Doris e Fininvest salvano i clienti da Lehman

Saranno il gruppo Doris e Fininvest, soci di riferimento di Mediolanum, a farsi carico in toto delle perdite delle polizze Lehman, senza che vi sia alcun onere per gli azionisti di minoranza. Una scelta decisamente fuori dagli schemi, che Ennio Doris ha spiegato con l’eccezionalità della situazione: «Ci sono momenti in cui un’azienda deve fare più di quello che si pensa sia suo dovere, e questo è uno. Noi siamo vicini ai nostri clienti, che sono il nostro primo patrimonio: e l’abbiamo già dimostrato quest’estate, tagliando i tassi dei mutui. Una scelta compensata dall’incremento dei volumi, tanto che oggi esaminiamo richieste di mutui sei volte superiori a un anno fa. Anche questa di oggi è un’operazione commerciale ad altissimo ritorno, ma, a differenza di quella dei mutui, che è spalmata su 22 anni, pesa tutta su un esercizio: quindi, io e Fininvest abbiamo ritenuto di non poter chiedere agli azionisti di minoranza di sopportarne il costo.
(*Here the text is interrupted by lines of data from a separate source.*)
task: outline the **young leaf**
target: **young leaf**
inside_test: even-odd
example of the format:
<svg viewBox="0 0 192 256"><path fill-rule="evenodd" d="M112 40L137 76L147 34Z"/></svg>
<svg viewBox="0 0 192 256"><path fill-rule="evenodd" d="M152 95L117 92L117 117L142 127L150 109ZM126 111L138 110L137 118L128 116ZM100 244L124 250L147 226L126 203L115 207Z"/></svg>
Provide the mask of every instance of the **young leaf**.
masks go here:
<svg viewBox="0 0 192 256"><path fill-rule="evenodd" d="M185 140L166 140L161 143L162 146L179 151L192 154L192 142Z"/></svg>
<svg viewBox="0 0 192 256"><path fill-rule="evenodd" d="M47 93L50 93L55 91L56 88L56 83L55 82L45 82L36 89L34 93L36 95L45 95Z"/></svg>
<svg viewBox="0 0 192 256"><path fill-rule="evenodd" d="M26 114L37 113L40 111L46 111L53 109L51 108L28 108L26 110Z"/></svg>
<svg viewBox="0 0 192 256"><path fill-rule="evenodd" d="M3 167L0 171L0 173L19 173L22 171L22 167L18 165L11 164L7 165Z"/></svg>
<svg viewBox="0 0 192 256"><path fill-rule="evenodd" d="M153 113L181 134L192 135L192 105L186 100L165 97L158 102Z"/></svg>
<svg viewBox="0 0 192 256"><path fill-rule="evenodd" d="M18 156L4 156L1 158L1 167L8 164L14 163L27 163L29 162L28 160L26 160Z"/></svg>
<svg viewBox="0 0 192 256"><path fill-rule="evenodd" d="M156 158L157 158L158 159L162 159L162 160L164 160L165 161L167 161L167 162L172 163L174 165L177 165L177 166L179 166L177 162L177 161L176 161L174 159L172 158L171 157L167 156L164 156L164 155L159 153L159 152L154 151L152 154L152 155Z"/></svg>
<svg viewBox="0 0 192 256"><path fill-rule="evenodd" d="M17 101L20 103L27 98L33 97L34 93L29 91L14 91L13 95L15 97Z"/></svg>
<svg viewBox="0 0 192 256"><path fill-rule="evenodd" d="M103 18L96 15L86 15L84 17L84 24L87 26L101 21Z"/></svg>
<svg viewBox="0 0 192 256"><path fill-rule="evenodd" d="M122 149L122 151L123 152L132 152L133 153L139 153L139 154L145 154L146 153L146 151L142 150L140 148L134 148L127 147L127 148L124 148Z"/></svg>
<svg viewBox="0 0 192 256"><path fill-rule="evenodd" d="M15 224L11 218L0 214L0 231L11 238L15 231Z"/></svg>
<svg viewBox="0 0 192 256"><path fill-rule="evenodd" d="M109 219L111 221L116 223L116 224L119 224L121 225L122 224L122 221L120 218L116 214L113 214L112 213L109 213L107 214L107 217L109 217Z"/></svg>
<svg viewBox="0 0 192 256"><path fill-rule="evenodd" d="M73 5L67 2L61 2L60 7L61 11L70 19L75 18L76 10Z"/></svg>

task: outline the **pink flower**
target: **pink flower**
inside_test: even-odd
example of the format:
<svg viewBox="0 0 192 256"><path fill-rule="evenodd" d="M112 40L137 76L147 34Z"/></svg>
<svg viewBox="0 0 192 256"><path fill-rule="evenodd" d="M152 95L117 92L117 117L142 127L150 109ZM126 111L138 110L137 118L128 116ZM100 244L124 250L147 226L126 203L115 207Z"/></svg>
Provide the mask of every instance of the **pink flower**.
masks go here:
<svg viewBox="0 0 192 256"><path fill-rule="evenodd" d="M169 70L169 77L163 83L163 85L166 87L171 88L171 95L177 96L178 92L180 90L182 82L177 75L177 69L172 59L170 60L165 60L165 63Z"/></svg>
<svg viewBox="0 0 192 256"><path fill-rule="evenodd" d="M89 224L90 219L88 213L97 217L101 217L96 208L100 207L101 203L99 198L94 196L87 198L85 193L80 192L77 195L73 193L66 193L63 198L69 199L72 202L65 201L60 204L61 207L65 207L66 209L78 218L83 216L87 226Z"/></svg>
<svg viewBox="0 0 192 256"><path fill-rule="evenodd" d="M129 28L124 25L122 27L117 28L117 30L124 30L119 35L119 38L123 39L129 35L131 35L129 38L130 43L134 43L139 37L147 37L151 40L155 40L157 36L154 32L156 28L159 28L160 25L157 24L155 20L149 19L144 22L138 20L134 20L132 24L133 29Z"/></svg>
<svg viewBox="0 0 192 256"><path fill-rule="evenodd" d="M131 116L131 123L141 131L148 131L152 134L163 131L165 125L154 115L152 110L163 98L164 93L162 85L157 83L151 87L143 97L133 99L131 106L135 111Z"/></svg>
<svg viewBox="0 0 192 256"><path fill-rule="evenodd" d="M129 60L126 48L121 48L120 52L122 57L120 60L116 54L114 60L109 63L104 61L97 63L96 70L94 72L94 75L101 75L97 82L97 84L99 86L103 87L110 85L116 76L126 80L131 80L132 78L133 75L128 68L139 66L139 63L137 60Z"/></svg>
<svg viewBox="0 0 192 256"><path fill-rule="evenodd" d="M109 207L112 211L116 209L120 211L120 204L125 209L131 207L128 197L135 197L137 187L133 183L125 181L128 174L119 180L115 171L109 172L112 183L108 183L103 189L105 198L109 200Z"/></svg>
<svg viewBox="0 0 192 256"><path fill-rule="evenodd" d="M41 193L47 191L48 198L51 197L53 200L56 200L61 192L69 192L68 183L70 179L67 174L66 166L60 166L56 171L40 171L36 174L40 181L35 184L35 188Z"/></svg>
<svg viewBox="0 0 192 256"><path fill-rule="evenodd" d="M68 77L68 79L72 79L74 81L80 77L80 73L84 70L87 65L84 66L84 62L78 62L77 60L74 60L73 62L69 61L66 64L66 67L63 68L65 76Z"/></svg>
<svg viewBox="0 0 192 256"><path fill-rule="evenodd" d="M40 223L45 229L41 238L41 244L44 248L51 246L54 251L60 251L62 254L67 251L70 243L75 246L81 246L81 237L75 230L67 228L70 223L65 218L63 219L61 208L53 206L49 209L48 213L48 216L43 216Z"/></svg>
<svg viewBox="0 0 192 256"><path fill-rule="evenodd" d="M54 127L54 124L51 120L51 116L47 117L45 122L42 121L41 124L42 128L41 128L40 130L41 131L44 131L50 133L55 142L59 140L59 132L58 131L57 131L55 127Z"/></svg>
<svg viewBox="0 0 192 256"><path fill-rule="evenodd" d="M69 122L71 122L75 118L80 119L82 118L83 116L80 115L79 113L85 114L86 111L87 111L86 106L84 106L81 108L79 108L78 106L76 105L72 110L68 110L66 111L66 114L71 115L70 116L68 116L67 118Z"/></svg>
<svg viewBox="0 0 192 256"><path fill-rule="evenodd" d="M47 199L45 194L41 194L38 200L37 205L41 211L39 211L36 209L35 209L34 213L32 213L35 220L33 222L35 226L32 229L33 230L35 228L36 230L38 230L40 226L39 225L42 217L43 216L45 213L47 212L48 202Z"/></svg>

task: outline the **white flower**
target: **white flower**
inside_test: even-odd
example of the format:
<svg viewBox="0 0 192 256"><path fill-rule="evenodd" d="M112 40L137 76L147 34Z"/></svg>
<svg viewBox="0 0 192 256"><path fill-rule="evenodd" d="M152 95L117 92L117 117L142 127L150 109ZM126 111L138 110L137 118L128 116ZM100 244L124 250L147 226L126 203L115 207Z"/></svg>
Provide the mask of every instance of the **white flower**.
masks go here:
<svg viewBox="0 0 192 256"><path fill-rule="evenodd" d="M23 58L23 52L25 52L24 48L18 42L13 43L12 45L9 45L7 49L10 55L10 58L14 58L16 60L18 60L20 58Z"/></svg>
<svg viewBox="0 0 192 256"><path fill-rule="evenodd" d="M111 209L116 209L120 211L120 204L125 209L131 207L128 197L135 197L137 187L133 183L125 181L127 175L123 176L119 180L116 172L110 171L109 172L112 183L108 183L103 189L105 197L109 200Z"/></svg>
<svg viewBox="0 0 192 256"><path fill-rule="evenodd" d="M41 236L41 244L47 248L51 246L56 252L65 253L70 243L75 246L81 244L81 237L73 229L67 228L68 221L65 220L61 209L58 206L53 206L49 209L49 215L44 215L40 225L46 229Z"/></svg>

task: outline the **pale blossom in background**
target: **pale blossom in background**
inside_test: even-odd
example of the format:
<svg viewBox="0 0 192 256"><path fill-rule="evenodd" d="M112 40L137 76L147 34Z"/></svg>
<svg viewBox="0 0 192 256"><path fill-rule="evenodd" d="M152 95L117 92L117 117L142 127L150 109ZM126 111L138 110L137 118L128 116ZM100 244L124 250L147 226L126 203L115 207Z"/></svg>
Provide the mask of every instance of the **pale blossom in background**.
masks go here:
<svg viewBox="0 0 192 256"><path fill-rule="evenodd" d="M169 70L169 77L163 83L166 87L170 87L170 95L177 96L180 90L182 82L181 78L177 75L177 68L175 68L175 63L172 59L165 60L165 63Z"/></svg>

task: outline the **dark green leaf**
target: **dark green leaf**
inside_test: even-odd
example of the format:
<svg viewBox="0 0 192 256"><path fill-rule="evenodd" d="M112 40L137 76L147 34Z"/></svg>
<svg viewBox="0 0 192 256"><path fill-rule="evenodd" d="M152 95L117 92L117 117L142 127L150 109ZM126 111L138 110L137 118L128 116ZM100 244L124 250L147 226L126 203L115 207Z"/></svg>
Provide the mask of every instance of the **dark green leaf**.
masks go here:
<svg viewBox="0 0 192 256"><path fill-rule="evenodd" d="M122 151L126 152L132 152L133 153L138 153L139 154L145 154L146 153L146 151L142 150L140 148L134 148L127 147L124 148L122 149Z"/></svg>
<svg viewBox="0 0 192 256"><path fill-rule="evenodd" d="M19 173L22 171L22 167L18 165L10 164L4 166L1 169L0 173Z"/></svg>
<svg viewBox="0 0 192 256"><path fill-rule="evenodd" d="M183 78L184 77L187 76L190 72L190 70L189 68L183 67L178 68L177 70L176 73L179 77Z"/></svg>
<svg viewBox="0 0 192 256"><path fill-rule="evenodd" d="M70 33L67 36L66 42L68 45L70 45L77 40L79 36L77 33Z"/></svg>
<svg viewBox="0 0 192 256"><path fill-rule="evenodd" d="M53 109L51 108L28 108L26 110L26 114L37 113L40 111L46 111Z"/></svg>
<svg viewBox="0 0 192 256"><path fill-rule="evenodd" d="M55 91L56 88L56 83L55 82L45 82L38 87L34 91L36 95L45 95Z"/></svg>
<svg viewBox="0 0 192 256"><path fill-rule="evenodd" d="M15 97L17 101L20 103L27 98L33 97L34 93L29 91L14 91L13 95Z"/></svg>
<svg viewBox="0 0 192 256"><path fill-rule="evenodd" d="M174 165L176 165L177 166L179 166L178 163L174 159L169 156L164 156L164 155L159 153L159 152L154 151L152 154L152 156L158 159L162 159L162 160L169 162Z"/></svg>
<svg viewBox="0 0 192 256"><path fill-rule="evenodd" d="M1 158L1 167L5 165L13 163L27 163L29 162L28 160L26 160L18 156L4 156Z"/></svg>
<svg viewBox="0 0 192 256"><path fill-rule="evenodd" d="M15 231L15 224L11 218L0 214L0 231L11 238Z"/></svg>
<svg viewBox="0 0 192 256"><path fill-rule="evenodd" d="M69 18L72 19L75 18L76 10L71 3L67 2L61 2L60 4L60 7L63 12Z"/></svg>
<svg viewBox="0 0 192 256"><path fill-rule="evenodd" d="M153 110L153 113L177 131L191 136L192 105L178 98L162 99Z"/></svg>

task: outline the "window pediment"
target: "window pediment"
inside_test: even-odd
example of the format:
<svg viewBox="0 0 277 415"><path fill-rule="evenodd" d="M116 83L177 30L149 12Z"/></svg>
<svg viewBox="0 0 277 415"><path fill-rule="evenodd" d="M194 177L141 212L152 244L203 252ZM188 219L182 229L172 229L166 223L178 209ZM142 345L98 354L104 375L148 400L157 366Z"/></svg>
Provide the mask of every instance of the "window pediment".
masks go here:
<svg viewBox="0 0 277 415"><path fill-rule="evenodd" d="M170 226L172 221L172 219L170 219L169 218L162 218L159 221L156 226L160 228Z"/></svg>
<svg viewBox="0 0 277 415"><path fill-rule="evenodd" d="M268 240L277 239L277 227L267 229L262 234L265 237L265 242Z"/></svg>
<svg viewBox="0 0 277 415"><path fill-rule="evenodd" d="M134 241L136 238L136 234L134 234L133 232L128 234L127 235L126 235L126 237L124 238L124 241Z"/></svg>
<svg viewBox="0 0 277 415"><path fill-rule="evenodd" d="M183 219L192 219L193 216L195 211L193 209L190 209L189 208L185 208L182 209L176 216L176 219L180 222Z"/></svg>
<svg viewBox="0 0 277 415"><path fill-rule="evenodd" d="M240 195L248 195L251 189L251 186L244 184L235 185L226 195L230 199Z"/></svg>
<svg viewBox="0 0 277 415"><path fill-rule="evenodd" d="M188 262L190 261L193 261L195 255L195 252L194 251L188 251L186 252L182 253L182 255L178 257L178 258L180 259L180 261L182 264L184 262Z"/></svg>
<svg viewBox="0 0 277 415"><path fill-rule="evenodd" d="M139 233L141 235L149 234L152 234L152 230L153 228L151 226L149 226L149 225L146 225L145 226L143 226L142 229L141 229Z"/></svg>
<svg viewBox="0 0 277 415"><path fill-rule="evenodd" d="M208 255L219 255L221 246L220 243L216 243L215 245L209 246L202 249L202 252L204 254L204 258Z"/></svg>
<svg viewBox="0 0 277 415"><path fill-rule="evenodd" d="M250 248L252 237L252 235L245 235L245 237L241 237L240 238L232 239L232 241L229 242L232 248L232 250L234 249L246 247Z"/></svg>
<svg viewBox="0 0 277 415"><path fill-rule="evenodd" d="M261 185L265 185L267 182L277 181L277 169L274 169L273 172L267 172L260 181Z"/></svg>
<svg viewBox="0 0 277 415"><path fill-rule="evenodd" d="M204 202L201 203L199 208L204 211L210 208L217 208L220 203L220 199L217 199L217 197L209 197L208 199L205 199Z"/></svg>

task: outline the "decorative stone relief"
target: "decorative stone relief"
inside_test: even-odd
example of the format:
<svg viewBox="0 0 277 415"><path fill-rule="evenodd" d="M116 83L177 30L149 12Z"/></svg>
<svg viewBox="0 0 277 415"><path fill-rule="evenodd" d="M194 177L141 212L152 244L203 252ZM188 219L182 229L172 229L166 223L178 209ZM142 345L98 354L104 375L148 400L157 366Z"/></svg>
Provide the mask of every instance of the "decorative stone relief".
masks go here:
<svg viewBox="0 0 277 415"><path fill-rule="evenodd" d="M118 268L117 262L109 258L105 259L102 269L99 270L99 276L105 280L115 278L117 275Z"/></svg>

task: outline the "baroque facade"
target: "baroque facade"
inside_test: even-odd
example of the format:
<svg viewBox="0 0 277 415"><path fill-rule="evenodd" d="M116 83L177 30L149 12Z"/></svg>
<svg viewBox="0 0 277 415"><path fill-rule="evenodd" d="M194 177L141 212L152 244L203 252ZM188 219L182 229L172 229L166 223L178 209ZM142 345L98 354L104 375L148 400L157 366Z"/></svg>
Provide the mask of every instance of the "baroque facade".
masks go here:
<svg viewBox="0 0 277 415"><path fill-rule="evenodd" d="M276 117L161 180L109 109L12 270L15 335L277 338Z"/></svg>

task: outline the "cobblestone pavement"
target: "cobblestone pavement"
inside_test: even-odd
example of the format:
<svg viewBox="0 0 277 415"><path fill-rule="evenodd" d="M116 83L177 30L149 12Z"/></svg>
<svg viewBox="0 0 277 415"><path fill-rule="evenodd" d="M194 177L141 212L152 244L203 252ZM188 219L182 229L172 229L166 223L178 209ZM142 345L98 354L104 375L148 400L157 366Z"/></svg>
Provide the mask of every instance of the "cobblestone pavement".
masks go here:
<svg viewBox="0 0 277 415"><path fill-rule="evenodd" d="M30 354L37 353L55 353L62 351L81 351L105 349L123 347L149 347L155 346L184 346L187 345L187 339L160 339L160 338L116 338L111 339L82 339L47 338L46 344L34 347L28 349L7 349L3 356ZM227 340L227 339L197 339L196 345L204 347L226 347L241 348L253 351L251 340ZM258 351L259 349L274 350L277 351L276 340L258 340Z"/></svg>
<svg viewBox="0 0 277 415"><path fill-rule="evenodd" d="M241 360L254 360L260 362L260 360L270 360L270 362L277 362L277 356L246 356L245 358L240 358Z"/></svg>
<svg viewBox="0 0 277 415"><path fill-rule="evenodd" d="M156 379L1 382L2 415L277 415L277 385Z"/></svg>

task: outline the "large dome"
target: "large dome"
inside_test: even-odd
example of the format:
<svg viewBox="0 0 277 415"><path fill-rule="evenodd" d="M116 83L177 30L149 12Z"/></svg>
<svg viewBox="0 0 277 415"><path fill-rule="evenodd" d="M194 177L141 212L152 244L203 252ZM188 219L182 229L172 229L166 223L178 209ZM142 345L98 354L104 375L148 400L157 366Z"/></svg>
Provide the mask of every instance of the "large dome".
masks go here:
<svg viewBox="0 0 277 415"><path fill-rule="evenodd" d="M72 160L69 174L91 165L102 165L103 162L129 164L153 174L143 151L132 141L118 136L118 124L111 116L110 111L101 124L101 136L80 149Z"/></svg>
Saranno solo la famiglia Doris e la famiglia Berlusconi, che controlla totalmente Fininvest, a farsene carico, mettendo sul piatto 120 milioni di euro».
E di «dovere morale» ha parlato anche l’amministratore delegato di Fininvest, Pasquale Cannatelli: «È la prima volta che due grandi famiglie mettono le mani nelle proprie tasche per tutelare i risparmiatori», ha aggiunto, sottolineando che «il patrimonio di Banca Mediolanum verrà rafforzato dall’operazione». Sul titolo, poi, l’effetto sarà «sicuramente positivo», ha detto con convinzione Doris, «perché gli azionisti di minoranza non soffrono i costi ma hanno solo i benefici di quello che ritengo un investimento: e credo che già nei prossimi mesi vedremo i ritorni». Ieri, Mediolanum ha chiuso in calo del 2,31%, realizzando comunque un risultato migliore del mercato.
In pratica, i clienti di Mediolanum, che avevano obbligazioni Lehman sottostanti le loro polizze «index linked», le vedranno sostituite con emissioni di una banca italiana e di una spagnola (al momento sono in corso trattative con diversi istituti): alla scadenza riceveranno il capitale netto versato, se la polizza era a capitale protetto, oppure il capitale netto versato, diminuito dell’eventuale variazione negativa dell’indice di riferimento, per quelle a capitale non protetto. In tutto, i clienti coinvolti sono circa diecimila, con un investimento medio pro capite con il gruppo superiore a centomila euro, e la loro esposizione nei confronti di Lehman Brothers è intorno al 15% del capitale investito. In totale, il valore nominale è di 213 milioni di euro, meno dell’1% del patrimonio gestito dal gruppo Mediolanum.
Per far fronte ai costi dell’operazione, Doris e Fininvest si sono impegnati a rinunciare all’acconto sui dividendi del 2008 - l’anno scorso era stato di 0,085 euro per azione - e a concedere a Mediolanum un finanziamento subordinato infruttifero che coprirà la differenza per un totale di 120 milioni. L’operazione, sottolinea una nota di Mediolanum, non avrà alcun impatto sul conto economico della capogruppo né sulla capacità di distribuzione dei dividendi 2008 da parte della società: la cedola sarà stabilita nel consiglio d’amministrazione del 12 novembre e pagata entro Natale, ha precisato in seguito Doris.
Fin qui, i numeri: ma nelle decisioni di investimento pesa anche la psicologia, come è stato ricordato proprio nel Mediolanum Market Forum di pochi giorni fa, dove la fiducia è stata la parola chiave. Come lo è stata anche ieri: sia Doris che Cannatelli hanno ricordato più volte come l’operazione sia da considerarsi un investimento, oltre che un dovere, sia pure solo morale, dal momento che era impossibile prevedere il fallimento di un’istituzione solida come Lehman Brothers e che nelle polizze era indicato che il rischio di default è a carico dell’assicurato.
Hanno dichiarato che rimborseranno alla scadenza i risparmiatori coinvolti anche Unipol e Bcc Vita.